Balfour Beatty shares plunge 15% after forecast profits dive by £75m

This article is more than 9 years old
KPMG instructed to investigate after internal reviews at troubled construction firm unearth extra losses and write-downs

Shares in Balfour Beatty plunged by 15% as the infrastructure group issued its fifth profit warning in less than two years following the discovery of a £75m shortfall at its UK construction services business.

Balfour’s executive chairman, Steve Marshall, is also stepping down. The group has brought in KPMG to conduct a review of the construction services business. The accountants will analyse commercial controls, contract value forecasting and project-level reporting for contracts at the division. KPMG’s review follows an internal inquiry last year that found overruns and overspends.

Internal reviews over the last few days found extra losses and write-downs at the UK construction operation. Projects in London make up £50m of the shortfall. Major UK projects carried out by Balfour Beatty include building the aquatics centre for London 2012 and transforming the Olympic stadium in the wake of the games.

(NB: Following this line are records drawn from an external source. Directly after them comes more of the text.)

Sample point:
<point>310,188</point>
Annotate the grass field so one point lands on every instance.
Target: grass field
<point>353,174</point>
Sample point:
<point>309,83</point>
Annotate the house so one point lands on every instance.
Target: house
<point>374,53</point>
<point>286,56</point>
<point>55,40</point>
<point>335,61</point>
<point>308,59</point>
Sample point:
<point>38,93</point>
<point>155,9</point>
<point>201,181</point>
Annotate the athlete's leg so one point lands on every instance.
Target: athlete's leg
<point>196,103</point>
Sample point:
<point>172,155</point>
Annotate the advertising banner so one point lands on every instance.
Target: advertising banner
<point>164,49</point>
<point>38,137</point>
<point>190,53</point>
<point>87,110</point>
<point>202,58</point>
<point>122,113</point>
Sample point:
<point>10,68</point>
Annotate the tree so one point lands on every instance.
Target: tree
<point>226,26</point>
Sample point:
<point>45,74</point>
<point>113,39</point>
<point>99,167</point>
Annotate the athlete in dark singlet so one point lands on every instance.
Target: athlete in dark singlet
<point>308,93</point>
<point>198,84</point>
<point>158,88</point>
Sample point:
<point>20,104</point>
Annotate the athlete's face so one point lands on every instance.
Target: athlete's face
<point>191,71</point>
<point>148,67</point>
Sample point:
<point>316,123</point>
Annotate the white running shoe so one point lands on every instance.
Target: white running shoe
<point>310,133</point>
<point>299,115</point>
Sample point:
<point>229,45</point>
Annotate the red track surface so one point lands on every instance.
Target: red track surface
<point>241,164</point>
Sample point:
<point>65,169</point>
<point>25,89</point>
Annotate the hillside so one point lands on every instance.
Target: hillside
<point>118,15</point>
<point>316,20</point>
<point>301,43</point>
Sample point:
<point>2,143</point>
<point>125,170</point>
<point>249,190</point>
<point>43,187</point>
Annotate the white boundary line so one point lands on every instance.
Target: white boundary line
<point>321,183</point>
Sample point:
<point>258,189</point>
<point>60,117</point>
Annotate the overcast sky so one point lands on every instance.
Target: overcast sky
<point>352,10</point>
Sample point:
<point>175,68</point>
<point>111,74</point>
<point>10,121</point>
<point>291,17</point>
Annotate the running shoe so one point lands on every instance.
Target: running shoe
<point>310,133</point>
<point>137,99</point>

Balfour’s shares closed down 15%, or 34.4p, at 190.5p.

Marshall said a new chief executive would be appointed within weeks and that he will leave when a new non-executive chairman is found. He took over at the company when Andrew McNaughton quit as chief executive in May following the first of three profit warnings this year.

Marshall said: “The company has had a series of surprises and it has been surprised itself. We have all been surprised by what has happened at this business. I and the board judge that the right thing to do to give [the board] the assurance it needs and, frankly, to give investors the assurance they need is to have an independent review.”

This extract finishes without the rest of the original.